3

I am writing an app to integrate with Khan Academy, and I was wondering if anyone has figured out how to get the challenges that a learner has done?

For example, I have logged in and have done a couple of the challenges in the below programming playlist.

https://www.khanacademy.org/computing/computer-programming/programming

When I look at the page itself, it shows that some of the challenges marked as completed, however the Chrome developer console on the page itself doesn't show any XHR Api calls that pull that information down.

So has anyone found out which internal API is necessary to get which challenges have been done?


Per Ben Kraft's suggestion, I tried: '/api/v1/user/progress_summary?kind=Exercise' and got: {"started":[],"complete":["ex8e7aac0b"]}

Using: '/api/internal/user/kaid_688515334519823186196256/progress?dt_start=2017-08-15T00:00:00.000Z&dt_end=2018-08-25T00:00:00Z'

I got a lot of data, but I don't know what other parameters I can use to zero in on the information I want (challenges completed for the Intro to JS Course)

Mark Ellul
  • 1,906
  • 3
  • 26
  • 37
  • 1
    Not sure why this was voted down, all I can say is that Khan Academy themselves say to look at internal APIs for getting access to data thats not available on the public API. – Mark Ellul May 20 '16 at 07:03

3 Answers3

1

I think /api/v1/user/progress_summary is your best bet. I'm not sure why it's not listed on the API explorer, but here's the internal documentation:

Return progress for a content type with started and completed lists.
Takes a comma-separated `kind` param, like:
    /api/v1/user/progress_summary?kind=Video,Article
and returns a dictionary that looks like:
    {"complete": ["a1314267931"], "started": []}

(You'll also need to pass a user identifier like kaid, similar to other /api/v1/user routes.) Those IDs should match up with what you can get from the topic tree API, if you want more data on the individual content items. As far as I can tell that's exactly the same data we use on the topic pages.

Ben Kraft
  • 494
  • 3
  • 9
  • In the end the kaid is not needed because its a authenticated call to the API, the endpoint I will be using is "/api/v1/user/progress_summary?kind=Article,Scratchpad,Video,Exercise" – Mark Ellul Jun 06 '16 at 08:14
  • PS: the result doesn't match 100% to the topic tree, the first letter of each of the results must be removed to match the topic tree. i.e. ["a1314267931"] should be ["1314267931"] – Mark Ellul Jun 06 '16 at 09:28
1

Here is a heavily modified version of one of the Khan API examples that does exactly what you are looking for (I needed the same information).

import cgi
import rauth
import SimpleHTTPServer
import SocketServer
import time
import webbrowser
import requests

students = ['student1@email.com','student2@email.com']
courses = ['programming','html-css','html-css-js','programming-games-visualizations']

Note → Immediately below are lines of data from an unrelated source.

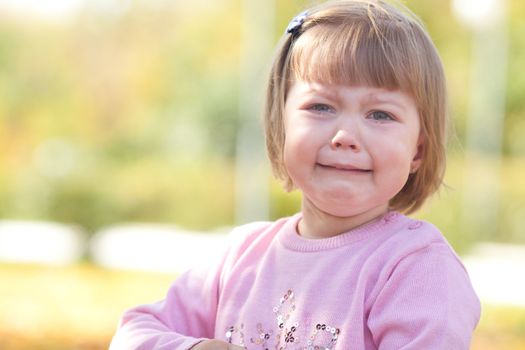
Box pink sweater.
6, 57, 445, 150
110, 212, 480, 350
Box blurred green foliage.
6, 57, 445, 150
0, 0, 525, 247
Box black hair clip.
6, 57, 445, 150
286, 11, 308, 36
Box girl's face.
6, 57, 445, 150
284, 80, 422, 217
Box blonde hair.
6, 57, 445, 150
264, 0, 447, 213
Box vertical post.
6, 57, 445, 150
235, 0, 275, 224
450, 0, 508, 239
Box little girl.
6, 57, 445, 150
111, 0, 480, 350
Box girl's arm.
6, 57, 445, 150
110, 223, 268, 350
110, 262, 219, 350
368, 243, 480, 350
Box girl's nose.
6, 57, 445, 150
331, 130, 361, 152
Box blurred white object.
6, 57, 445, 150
463, 243, 525, 307
90, 224, 227, 273
452, 0, 506, 29
0, 221, 86, 265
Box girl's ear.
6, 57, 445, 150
410, 135, 425, 174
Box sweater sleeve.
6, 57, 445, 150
368, 243, 480, 350
110, 223, 267, 350
110, 262, 222, 350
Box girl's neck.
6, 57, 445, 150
297, 198, 388, 239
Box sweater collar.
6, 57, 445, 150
278, 211, 405, 252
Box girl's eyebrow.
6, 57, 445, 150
306, 85, 339, 99
365, 93, 406, 109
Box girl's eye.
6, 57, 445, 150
308, 103, 334, 113
368, 111, 394, 122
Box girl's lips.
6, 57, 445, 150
317, 163, 371, 173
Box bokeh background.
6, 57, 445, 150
0, 0, 525, 350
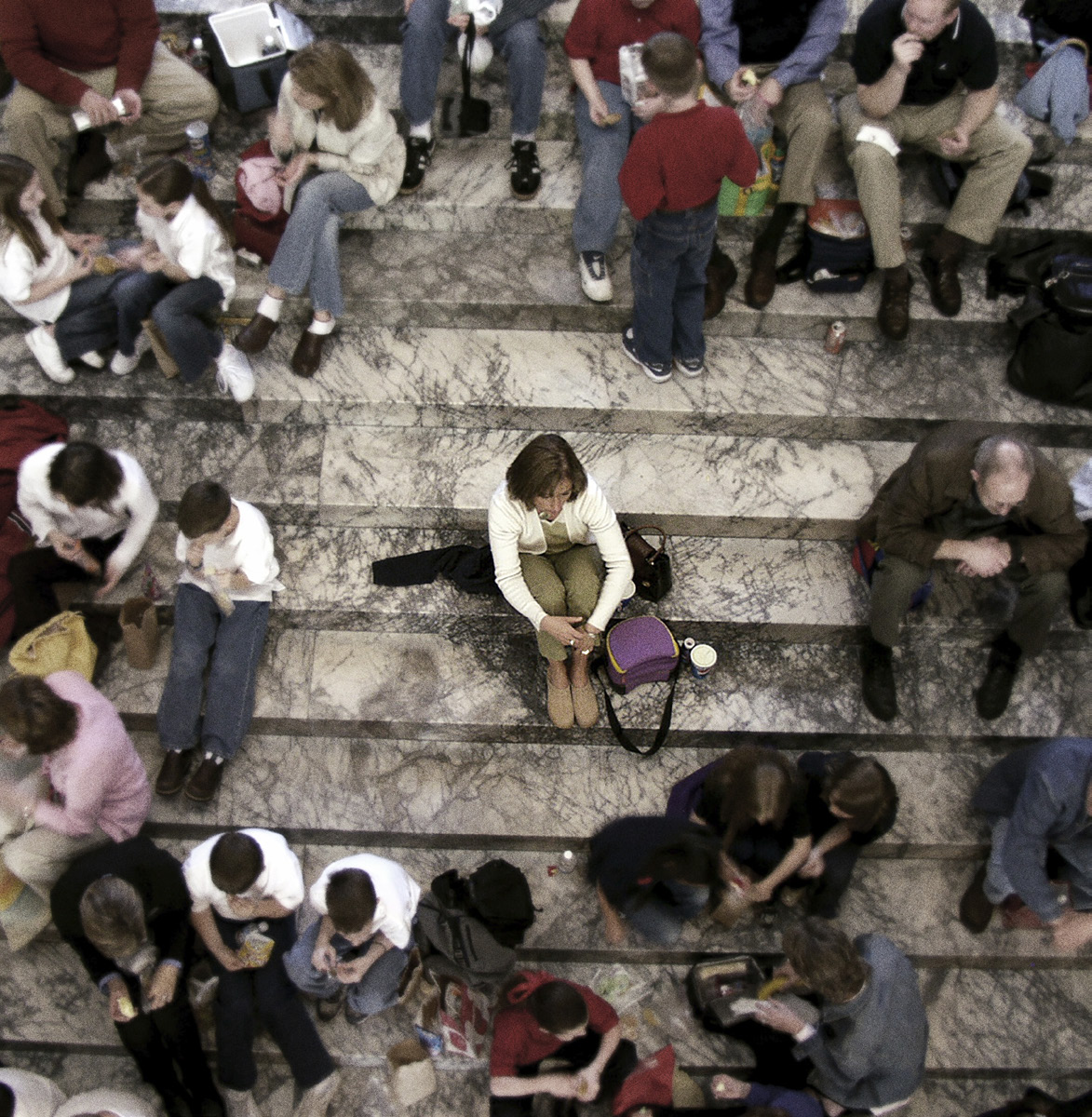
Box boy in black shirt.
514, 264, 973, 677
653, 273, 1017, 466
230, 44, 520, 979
841, 0, 1031, 341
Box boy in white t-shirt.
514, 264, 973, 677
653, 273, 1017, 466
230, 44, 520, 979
182, 828, 338, 1117
285, 854, 421, 1024
155, 481, 284, 803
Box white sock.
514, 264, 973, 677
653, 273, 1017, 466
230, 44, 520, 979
258, 294, 285, 322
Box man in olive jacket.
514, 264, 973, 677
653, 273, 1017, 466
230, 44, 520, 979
857, 423, 1086, 721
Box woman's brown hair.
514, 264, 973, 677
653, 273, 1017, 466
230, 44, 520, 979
136, 158, 236, 247
821, 753, 899, 832
701, 745, 797, 849
0, 155, 61, 263
0, 675, 79, 756
288, 39, 375, 132
505, 435, 587, 508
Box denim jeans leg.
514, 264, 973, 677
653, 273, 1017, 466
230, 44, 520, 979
672, 203, 717, 361
629, 213, 684, 364
54, 275, 121, 361
269, 171, 373, 318
491, 18, 546, 135
110, 272, 174, 357
152, 276, 223, 384
155, 582, 220, 749
398, 0, 455, 128
201, 601, 269, 760
573, 82, 638, 252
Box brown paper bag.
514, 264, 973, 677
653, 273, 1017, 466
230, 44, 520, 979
119, 598, 160, 671
386, 1040, 437, 1106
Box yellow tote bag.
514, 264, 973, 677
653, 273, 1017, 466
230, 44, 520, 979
7, 611, 99, 682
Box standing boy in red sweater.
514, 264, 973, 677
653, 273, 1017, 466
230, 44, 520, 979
618, 32, 758, 384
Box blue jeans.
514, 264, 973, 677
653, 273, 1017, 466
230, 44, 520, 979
155, 582, 269, 760
573, 82, 643, 252
111, 272, 223, 384
269, 171, 374, 318
398, 0, 546, 135
629, 199, 717, 364
621, 881, 709, 946
54, 275, 119, 361
285, 920, 410, 1016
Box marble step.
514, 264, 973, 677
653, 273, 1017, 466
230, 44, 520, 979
91, 625, 1092, 746
57, 419, 1088, 538
135, 730, 1000, 849
0, 943, 1092, 1073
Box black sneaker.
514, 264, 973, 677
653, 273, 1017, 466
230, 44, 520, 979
398, 136, 437, 195
505, 140, 543, 202
861, 636, 899, 721
975, 632, 1020, 721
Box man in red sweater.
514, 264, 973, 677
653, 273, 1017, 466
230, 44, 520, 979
0, 0, 220, 216
618, 32, 758, 384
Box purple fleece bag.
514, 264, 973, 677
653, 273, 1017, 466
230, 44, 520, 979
606, 616, 679, 693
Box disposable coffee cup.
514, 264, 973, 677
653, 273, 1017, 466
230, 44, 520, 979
690, 643, 717, 680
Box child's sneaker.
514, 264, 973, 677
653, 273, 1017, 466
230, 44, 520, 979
622, 326, 671, 384
217, 342, 254, 403
110, 330, 152, 376
23, 326, 76, 384
674, 357, 706, 376
579, 252, 614, 303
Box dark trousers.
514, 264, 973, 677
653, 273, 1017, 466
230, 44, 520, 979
112, 272, 223, 384
212, 914, 334, 1090
489, 1032, 638, 1117
114, 973, 223, 1117
7, 535, 122, 644
54, 275, 121, 362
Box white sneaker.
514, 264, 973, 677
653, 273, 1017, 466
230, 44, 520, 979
579, 252, 614, 303
217, 342, 254, 403
110, 330, 152, 376
23, 326, 76, 384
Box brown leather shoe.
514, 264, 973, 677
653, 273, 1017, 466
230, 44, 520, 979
921, 252, 964, 318
291, 330, 330, 376
744, 248, 777, 311
155, 748, 193, 795
185, 756, 226, 803
236, 314, 280, 353
875, 273, 910, 342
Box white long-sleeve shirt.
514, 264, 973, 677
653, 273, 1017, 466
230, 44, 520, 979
489, 477, 633, 631
17, 442, 160, 573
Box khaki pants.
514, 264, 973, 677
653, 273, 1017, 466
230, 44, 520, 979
519, 544, 603, 661
840, 93, 1031, 268
869, 555, 1070, 655
4, 43, 220, 214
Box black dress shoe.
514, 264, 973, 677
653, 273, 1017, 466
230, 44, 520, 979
959, 865, 995, 935
861, 636, 899, 721
236, 314, 280, 353
975, 632, 1020, 721
155, 748, 193, 795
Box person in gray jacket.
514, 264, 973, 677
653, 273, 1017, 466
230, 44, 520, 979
959, 737, 1092, 951
736, 916, 929, 1117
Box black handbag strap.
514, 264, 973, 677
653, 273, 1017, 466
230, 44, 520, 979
594, 655, 682, 756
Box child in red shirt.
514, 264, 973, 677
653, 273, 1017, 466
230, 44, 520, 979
618, 32, 758, 384
565, 0, 701, 303
489, 970, 638, 1117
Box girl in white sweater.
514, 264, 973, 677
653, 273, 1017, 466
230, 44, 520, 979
236, 43, 405, 376
489, 435, 633, 730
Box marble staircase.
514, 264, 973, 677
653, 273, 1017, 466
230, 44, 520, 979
0, 0, 1092, 1117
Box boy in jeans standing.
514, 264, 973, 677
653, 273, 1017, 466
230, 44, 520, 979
618, 32, 758, 384
155, 481, 284, 803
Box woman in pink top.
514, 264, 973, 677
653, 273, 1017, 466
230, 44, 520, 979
0, 671, 152, 945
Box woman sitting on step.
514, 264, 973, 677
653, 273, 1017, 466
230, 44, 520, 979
236, 43, 405, 376
489, 435, 633, 730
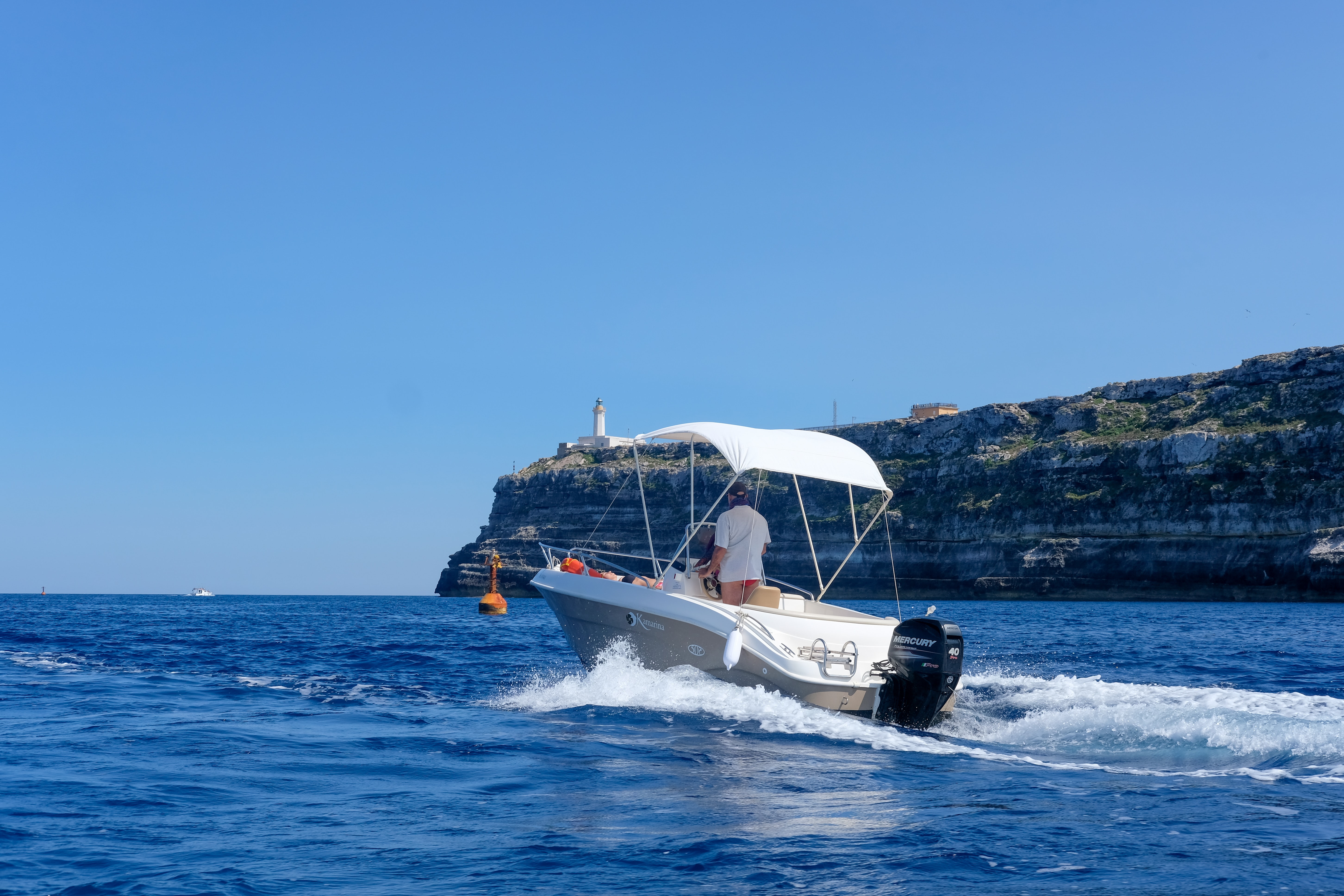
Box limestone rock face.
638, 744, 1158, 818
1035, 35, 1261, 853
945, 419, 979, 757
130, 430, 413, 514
437, 347, 1344, 600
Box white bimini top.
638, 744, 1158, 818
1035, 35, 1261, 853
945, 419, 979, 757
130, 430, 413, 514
634, 423, 891, 497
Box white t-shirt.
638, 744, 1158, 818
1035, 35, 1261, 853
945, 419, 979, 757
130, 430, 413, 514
714, 504, 770, 582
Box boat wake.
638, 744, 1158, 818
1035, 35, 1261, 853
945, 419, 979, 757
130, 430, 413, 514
492, 642, 1344, 783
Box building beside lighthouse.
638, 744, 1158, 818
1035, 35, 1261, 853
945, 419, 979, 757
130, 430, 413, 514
555, 399, 634, 457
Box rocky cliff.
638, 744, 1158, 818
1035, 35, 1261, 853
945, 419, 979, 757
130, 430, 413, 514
437, 345, 1344, 600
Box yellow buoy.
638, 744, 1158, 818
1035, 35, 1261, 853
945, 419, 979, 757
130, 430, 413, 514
476, 553, 508, 617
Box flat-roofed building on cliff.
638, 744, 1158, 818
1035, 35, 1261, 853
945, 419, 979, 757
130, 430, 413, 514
555, 399, 634, 457
910, 402, 957, 421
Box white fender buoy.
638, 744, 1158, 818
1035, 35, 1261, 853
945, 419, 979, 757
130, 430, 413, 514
723, 629, 742, 669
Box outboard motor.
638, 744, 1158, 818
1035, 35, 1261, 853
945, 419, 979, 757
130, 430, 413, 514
872, 617, 965, 728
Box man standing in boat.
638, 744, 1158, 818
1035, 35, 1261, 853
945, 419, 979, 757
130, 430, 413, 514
708, 482, 770, 607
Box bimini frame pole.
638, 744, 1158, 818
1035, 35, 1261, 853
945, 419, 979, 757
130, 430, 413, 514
813, 494, 891, 600
793, 475, 822, 600
847, 485, 859, 544
673, 433, 695, 572
658, 468, 738, 580
630, 442, 658, 579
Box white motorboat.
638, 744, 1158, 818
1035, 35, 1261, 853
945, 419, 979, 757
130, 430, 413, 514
532, 423, 964, 728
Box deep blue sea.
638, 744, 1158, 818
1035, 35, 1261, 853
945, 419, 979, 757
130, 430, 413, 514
0, 595, 1344, 896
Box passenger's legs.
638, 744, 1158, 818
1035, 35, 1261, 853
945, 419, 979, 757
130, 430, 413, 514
719, 582, 755, 607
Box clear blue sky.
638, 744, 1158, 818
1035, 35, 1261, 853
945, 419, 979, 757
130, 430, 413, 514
0, 1, 1344, 594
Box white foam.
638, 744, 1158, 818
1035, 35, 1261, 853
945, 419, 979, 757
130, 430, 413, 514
491, 641, 1344, 783
939, 674, 1344, 760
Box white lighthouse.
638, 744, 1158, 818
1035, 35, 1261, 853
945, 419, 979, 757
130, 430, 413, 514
555, 399, 634, 457
593, 399, 606, 439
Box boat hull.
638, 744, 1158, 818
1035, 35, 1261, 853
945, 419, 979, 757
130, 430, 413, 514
532, 570, 890, 715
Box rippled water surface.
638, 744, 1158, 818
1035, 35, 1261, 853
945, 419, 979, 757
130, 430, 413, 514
0, 595, 1344, 896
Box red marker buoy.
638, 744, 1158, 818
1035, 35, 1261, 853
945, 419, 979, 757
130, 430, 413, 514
476, 553, 508, 617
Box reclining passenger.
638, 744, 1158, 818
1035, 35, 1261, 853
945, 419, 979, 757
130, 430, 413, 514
561, 557, 663, 590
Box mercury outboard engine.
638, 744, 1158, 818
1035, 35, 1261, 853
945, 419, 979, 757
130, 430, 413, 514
872, 617, 965, 728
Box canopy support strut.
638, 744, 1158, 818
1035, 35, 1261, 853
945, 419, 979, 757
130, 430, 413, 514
630, 442, 658, 579
688, 433, 695, 575
845, 485, 859, 544
656, 468, 738, 582
793, 475, 822, 600
802, 494, 891, 600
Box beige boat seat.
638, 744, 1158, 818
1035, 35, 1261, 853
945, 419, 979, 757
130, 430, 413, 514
747, 584, 780, 610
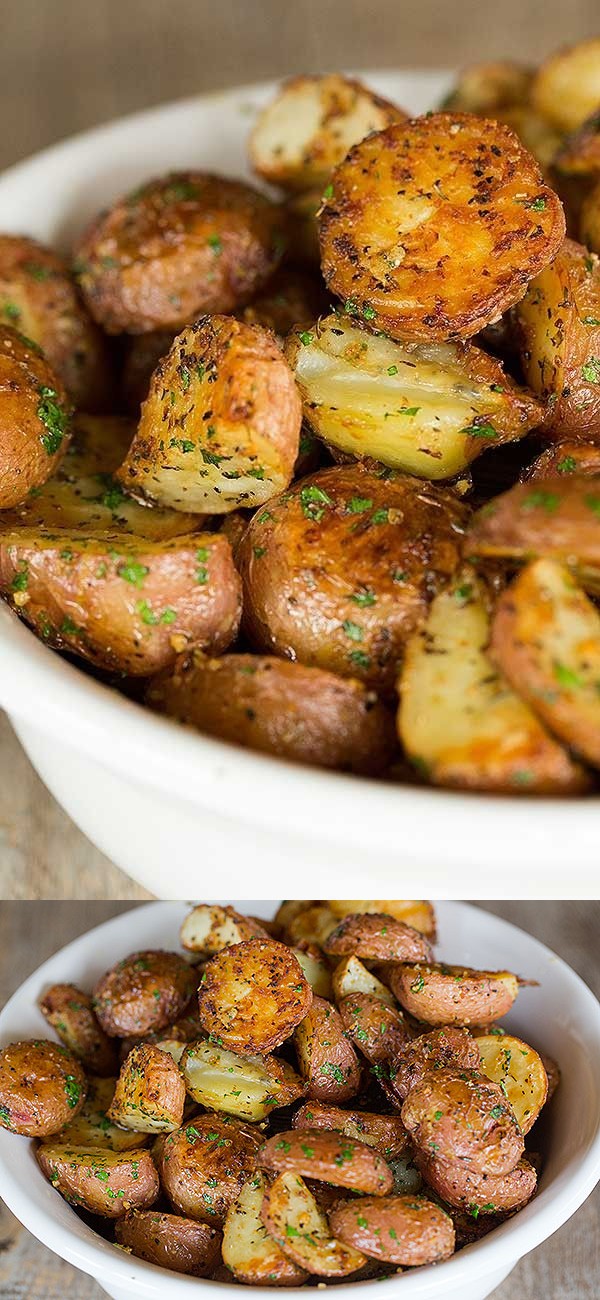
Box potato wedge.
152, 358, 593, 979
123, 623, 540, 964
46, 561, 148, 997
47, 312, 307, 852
261, 1173, 365, 1278
330, 1195, 455, 1268
397, 566, 587, 794
390, 962, 519, 1024
491, 556, 600, 767
248, 73, 406, 191
236, 465, 466, 692
75, 172, 284, 334
117, 315, 301, 514
157, 1114, 262, 1227
223, 1170, 308, 1287
114, 1210, 221, 1278
181, 1040, 305, 1121
38, 984, 117, 1075
35, 1143, 160, 1219
294, 996, 361, 1102
147, 653, 397, 776
284, 314, 544, 480
319, 113, 565, 342
94, 949, 197, 1037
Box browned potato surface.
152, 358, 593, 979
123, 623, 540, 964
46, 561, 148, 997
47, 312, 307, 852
197, 939, 313, 1056
147, 653, 396, 776
94, 949, 197, 1037
75, 172, 284, 334
238, 465, 465, 690
294, 996, 361, 1102
319, 113, 565, 341
117, 315, 301, 514
330, 1196, 455, 1268
157, 1114, 262, 1227
114, 1210, 221, 1278
35, 1143, 160, 1219
0, 235, 113, 411
401, 1066, 525, 1174
0, 325, 71, 510
390, 962, 518, 1024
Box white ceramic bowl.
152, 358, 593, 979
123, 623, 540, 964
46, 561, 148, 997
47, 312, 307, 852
0, 902, 600, 1300
0, 73, 597, 898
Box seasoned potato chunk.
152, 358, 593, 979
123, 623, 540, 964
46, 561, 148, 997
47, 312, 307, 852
249, 73, 406, 190
319, 113, 565, 342
0, 1040, 86, 1138
147, 654, 396, 776
197, 939, 313, 1056
75, 172, 284, 334
286, 313, 544, 480
117, 315, 301, 514
39, 984, 117, 1075
35, 1143, 160, 1219
238, 465, 465, 690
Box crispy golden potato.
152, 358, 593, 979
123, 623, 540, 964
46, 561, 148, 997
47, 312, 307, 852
75, 172, 286, 334
94, 949, 197, 1037
261, 1173, 365, 1278
249, 73, 406, 191
390, 962, 519, 1024
117, 315, 301, 514
38, 984, 117, 1075
258, 1128, 394, 1196
223, 1170, 308, 1287
157, 1114, 262, 1227
238, 465, 465, 690
491, 553, 600, 767
294, 996, 361, 1102
330, 1195, 455, 1268
197, 939, 313, 1056
319, 113, 565, 342
181, 1039, 305, 1121
114, 1210, 221, 1278
531, 39, 600, 131
147, 654, 396, 776
35, 1143, 160, 1219
0, 1039, 86, 1138
284, 314, 544, 480
0, 325, 71, 510
397, 568, 587, 794
0, 235, 113, 411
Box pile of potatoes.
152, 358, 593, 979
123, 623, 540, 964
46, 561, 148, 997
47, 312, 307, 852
0, 50, 600, 796
0, 900, 558, 1286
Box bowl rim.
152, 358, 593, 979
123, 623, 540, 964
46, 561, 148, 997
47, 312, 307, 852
0, 901, 600, 1300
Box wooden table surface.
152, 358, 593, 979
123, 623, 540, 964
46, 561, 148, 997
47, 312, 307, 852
0, 902, 600, 1300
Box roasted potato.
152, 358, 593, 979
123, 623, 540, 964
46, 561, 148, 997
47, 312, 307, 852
38, 984, 117, 1075
238, 465, 465, 690
286, 314, 544, 480
0, 325, 71, 510
330, 1195, 455, 1268
181, 1040, 305, 1121
491, 561, 600, 767
157, 1114, 262, 1227
74, 172, 286, 334
0, 1040, 86, 1138
35, 1143, 160, 1219
294, 996, 361, 1102
319, 113, 565, 342
397, 566, 587, 794
0, 235, 113, 411
390, 962, 519, 1024
261, 1173, 365, 1278
114, 1210, 221, 1278
117, 315, 301, 514
94, 949, 196, 1037
249, 73, 406, 191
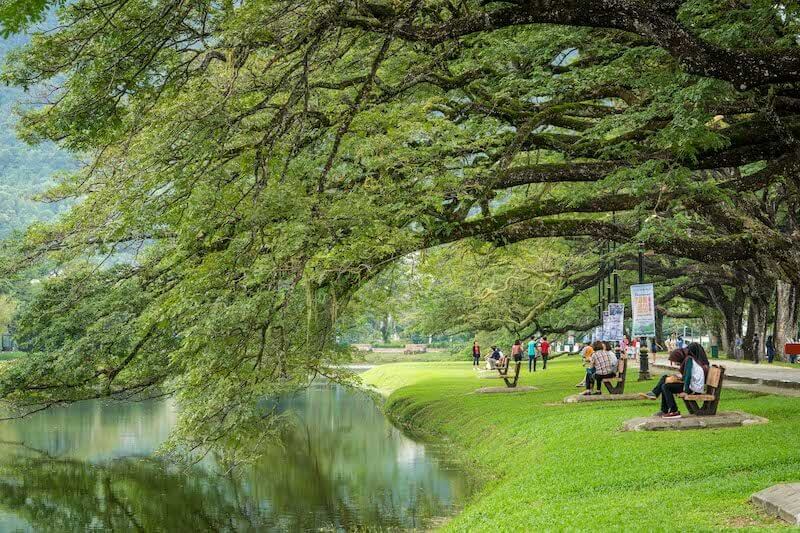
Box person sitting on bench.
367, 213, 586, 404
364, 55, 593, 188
583, 341, 618, 395
486, 346, 503, 370
640, 342, 711, 418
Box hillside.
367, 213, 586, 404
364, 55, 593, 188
0, 37, 72, 238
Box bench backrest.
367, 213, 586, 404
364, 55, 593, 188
706, 365, 725, 400
706, 365, 722, 388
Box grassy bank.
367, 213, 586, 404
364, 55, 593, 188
353, 350, 466, 365
0, 352, 25, 361
364, 358, 800, 531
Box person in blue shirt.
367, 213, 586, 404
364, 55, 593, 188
528, 337, 536, 372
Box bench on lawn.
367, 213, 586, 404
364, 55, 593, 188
485, 361, 522, 389
603, 354, 628, 394
403, 344, 428, 355
681, 365, 725, 416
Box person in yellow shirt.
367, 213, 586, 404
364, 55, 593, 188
575, 344, 594, 389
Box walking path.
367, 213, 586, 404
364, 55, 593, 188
651, 357, 800, 396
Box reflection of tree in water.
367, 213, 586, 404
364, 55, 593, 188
251, 387, 469, 528
0, 384, 468, 531
0, 456, 253, 531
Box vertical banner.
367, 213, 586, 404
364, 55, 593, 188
631, 283, 656, 337
608, 304, 625, 342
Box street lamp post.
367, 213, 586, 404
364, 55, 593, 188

# You can get a CONSUMER_KEY and CONSUMER_SECRET for your app here:
# http://www.khanacademy.org/api-apps/register
CONSUMER_KEY = 'abcdefghijklmnop'
CONSUMER_SECRET = 'qrstuvwxyz123456'

CALLBACK_BASE = '127.0.0.1'
SERVER_URL = 'http://www.khanacademy.org'
VERIFIER = None


# Create the callback server that's used to set the oauth verifier after the
# request token is authorized.
def create_callback_server():
    class CallbackHandler(SimpleHTTPServer.SimpleHTTPRequestHandler):
        def do_GET(self):
            global VERIFIER

            params = cgi.parse_qs(self.path.split('?', 1)[1],
                keep_blank_values=False)
            VERIFIER = params['oauth_verifier'][0]

            self.send_response(200)
            self.send_header('Content-Type', 'text/plain')
            self.end_headers()
            self.wfile.write('OAuth request token fetched and authorized;' +
                ' you can close this window.')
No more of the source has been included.